《MUMEI》
別れ
トントン。
佐山が聖羅の部屋のドアを軽くノックした。「はぁ〜い?」とまた気怠い声がした。
ガチャとドアを開ける。「おぃ。なんで今日帰り遅かったんだよ。俺のパーティーなのに。」とふてくされる様に佐山がいった。
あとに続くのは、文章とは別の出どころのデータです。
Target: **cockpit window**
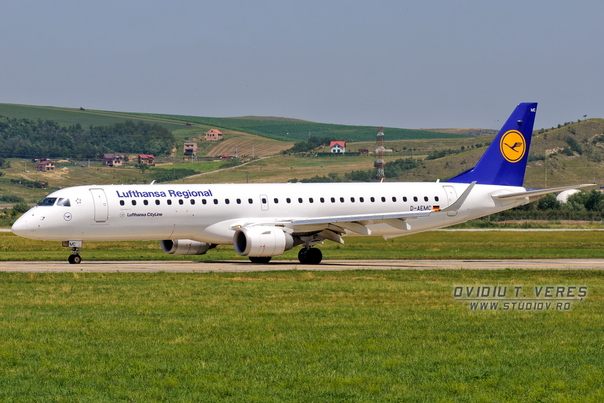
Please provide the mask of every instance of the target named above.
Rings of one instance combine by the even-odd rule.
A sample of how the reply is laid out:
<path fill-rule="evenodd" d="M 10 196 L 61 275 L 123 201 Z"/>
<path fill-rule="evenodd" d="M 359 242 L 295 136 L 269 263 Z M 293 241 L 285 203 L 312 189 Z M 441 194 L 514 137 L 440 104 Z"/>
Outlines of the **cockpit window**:
<path fill-rule="evenodd" d="M 45 198 L 43 200 L 38 203 L 38 205 L 54 205 L 54 202 L 57 201 L 57 198 Z"/>

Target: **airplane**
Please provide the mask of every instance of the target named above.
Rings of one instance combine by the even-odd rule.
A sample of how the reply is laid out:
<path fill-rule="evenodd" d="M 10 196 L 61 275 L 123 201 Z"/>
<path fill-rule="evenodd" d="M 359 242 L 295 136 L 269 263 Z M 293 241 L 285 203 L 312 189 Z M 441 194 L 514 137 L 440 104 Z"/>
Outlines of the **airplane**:
<path fill-rule="evenodd" d="M 522 187 L 536 109 L 518 105 L 476 166 L 445 182 L 76 186 L 49 195 L 11 230 L 62 241 L 70 263 L 82 261 L 84 241 L 156 240 L 178 255 L 233 245 L 252 263 L 302 245 L 300 263 L 316 265 L 326 240 L 416 234 L 594 185 Z"/>

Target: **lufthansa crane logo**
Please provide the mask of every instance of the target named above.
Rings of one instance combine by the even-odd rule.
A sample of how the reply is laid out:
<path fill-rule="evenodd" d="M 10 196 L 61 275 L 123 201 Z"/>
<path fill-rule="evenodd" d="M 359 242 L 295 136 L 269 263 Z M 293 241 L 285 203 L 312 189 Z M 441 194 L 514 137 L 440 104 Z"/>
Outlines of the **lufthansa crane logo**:
<path fill-rule="evenodd" d="M 524 137 L 517 130 L 510 130 L 506 132 L 501 136 L 501 141 L 499 144 L 503 158 L 510 163 L 517 163 L 524 156 L 526 150 L 526 142 Z"/>

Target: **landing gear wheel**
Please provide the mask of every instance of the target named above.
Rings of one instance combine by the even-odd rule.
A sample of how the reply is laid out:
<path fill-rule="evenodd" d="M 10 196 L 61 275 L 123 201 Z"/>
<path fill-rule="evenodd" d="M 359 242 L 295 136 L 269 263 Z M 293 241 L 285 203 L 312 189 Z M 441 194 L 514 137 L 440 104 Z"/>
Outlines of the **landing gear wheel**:
<path fill-rule="evenodd" d="M 77 265 L 82 262 L 82 257 L 80 255 L 69 255 L 69 258 L 67 259 L 68 262 L 72 265 Z"/>
<path fill-rule="evenodd" d="M 252 263 L 268 263 L 271 261 L 270 256 L 249 256 L 249 261 Z"/>
<path fill-rule="evenodd" d="M 318 265 L 323 259 L 323 254 L 316 248 L 303 248 L 298 253 L 298 260 L 303 265 Z"/>

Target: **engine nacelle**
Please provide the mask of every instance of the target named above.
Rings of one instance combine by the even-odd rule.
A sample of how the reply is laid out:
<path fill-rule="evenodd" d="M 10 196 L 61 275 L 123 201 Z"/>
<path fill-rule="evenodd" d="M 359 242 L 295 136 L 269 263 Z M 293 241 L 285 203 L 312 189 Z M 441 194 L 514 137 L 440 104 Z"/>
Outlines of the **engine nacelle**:
<path fill-rule="evenodd" d="M 243 256 L 278 256 L 294 247 L 294 237 L 274 227 L 243 227 L 235 231 L 233 243 Z"/>
<path fill-rule="evenodd" d="M 160 240 L 161 249 L 166 253 L 176 255 L 202 255 L 210 249 L 210 244 L 190 239 Z"/>

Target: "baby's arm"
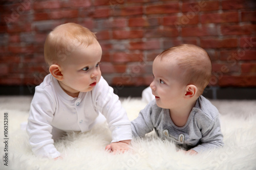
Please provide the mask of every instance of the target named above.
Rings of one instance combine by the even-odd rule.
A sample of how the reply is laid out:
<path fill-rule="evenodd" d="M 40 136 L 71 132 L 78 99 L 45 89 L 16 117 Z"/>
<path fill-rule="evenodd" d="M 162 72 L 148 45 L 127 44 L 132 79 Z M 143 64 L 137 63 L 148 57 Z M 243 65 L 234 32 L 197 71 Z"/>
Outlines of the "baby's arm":
<path fill-rule="evenodd" d="M 51 99 L 42 89 L 36 91 L 31 102 L 27 131 L 33 152 L 37 156 L 55 158 L 60 154 L 53 145 L 51 126 L 53 118 Z"/>
<path fill-rule="evenodd" d="M 216 116 L 211 123 L 202 130 L 201 143 L 191 149 L 198 153 L 207 149 L 217 148 L 224 145 L 223 135 L 221 133 L 219 116 Z"/>
<path fill-rule="evenodd" d="M 117 152 L 123 153 L 129 150 L 130 143 L 131 140 L 125 140 L 119 142 L 112 142 L 106 147 L 105 150 L 111 151 L 114 154 L 116 153 Z"/>

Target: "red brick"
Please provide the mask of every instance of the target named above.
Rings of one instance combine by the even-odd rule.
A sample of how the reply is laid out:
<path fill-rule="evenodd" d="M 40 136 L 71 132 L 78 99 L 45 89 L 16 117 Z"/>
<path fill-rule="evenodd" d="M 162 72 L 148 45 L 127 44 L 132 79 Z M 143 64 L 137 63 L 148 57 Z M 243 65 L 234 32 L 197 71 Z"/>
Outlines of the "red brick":
<path fill-rule="evenodd" d="M 20 38 L 18 34 L 10 35 L 9 36 L 9 42 L 20 42 Z"/>
<path fill-rule="evenodd" d="M 181 31 L 182 37 L 200 37 L 218 35 L 218 29 L 215 27 L 202 26 L 183 28 Z"/>
<path fill-rule="evenodd" d="M 143 30 L 125 31 L 115 30 L 113 32 L 113 39 L 130 39 L 142 38 L 143 36 Z"/>
<path fill-rule="evenodd" d="M 238 22 L 238 12 L 203 14 L 201 22 L 206 23 L 226 23 Z"/>
<path fill-rule="evenodd" d="M 92 17 L 94 18 L 104 18 L 110 16 L 110 9 L 108 8 L 96 9 Z"/>
<path fill-rule="evenodd" d="M 142 61 L 143 60 L 142 53 L 115 53 L 113 56 L 112 62 L 127 63 L 129 62 Z"/>
<path fill-rule="evenodd" d="M 238 42 L 236 38 L 205 38 L 200 40 L 201 46 L 202 48 L 220 48 L 236 47 Z"/>
<path fill-rule="evenodd" d="M 182 43 L 183 42 L 180 39 L 172 39 L 170 40 L 165 40 L 163 42 L 163 48 L 164 50 L 170 48 L 172 46 L 179 45 Z"/>
<path fill-rule="evenodd" d="M 110 54 L 103 51 L 100 62 L 111 62 Z"/>
<path fill-rule="evenodd" d="M 223 74 L 227 74 L 232 72 L 239 72 L 240 69 L 240 66 L 238 64 L 231 65 L 230 63 L 219 64 L 213 63 L 212 71 L 221 71 Z"/>
<path fill-rule="evenodd" d="M 124 86 L 148 86 L 152 82 L 152 76 L 133 77 L 133 75 L 124 73 L 122 77 L 115 77 L 112 79 L 111 84 L 121 84 Z"/>
<path fill-rule="evenodd" d="M 183 3 L 182 12 L 191 12 L 198 13 L 201 11 L 216 11 L 219 9 L 218 1 L 202 1 L 199 3 Z"/>
<path fill-rule="evenodd" d="M 95 6 L 110 5 L 110 0 L 94 0 L 93 5 Z"/>
<path fill-rule="evenodd" d="M 158 40 L 148 40 L 146 42 L 131 42 L 129 50 L 154 50 L 159 49 L 160 42 Z"/>
<path fill-rule="evenodd" d="M 101 46 L 102 51 L 107 51 L 112 48 L 112 44 L 109 42 L 101 41 L 99 40 L 99 43 Z"/>
<path fill-rule="evenodd" d="M 12 13 L 21 14 L 31 10 L 31 1 L 20 1 L 18 3 L 17 1 L 14 1 L 15 2 L 14 2 L 12 4 L 4 4 L 4 2 L 3 2 L 4 3 L 1 3 L 1 5 L 0 5 L 0 8 L 1 9 L 1 14 L 10 14 L 10 13 Z"/>
<path fill-rule="evenodd" d="M 83 19 L 82 22 L 79 23 L 79 24 L 91 31 L 94 28 L 94 22 L 92 18 Z"/>
<path fill-rule="evenodd" d="M 22 83 L 22 79 L 18 74 L 10 74 L 8 77 L 4 77 L 0 78 L 0 84 L 1 85 L 20 85 Z"/>
<path fill-rule="evenodd" d="M 34 10 L 60 8 L 60 2 L 59 1 L 35 1 L 33 5 Z"/>
<path fill-rule="evenodd" d="M 35 35 L 35 41 L 39 43 L 44 43 L 47 36 L 47 34 L 36 34 Z"/>
<path fill-rule="evenodd" d="M 236 9 L 255 8 L 255 2 L 253 1 L 222 1 L 221 2 L 222 9 Z"/>
<path fill-rule="evenodd" d="M 0 70 L 1 71 L 0 71 L 0 76 L 7 76 L 8 74 L 9 73 L 9 67 L 6 64 L 0 64 Z"/>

すると聖羅が「ごめんね…。彼がどうしても帰してくれなくて、今日は早く帰りたかったのに…。」と聖羅がいった。
「今日だけでなくて毎日早く帰ろよ。母さん達心配してたんだぞ。親の気持ちわかってやれよ。」と佐山がいった。「わかった。」聖羅は少し反省したのか表情が暗かった。
すると佐山が、「明日でこの家ともしばらくお別れか…。この家には沢山思い出があるから、少し寂しいよ。」といった…。切ない表情だった。
聖羅がボソッと小さな声で、「……ないで。」といったのが聞こえた。佐山は聞き取れず、「え?」と言うと、「行かないで!」と聖羅がいっていたのがやっとわかった。
「行かないでって、急にどうしたんだよ?大学合格した時には全然興味なさそうにしてたのに。」と佐山。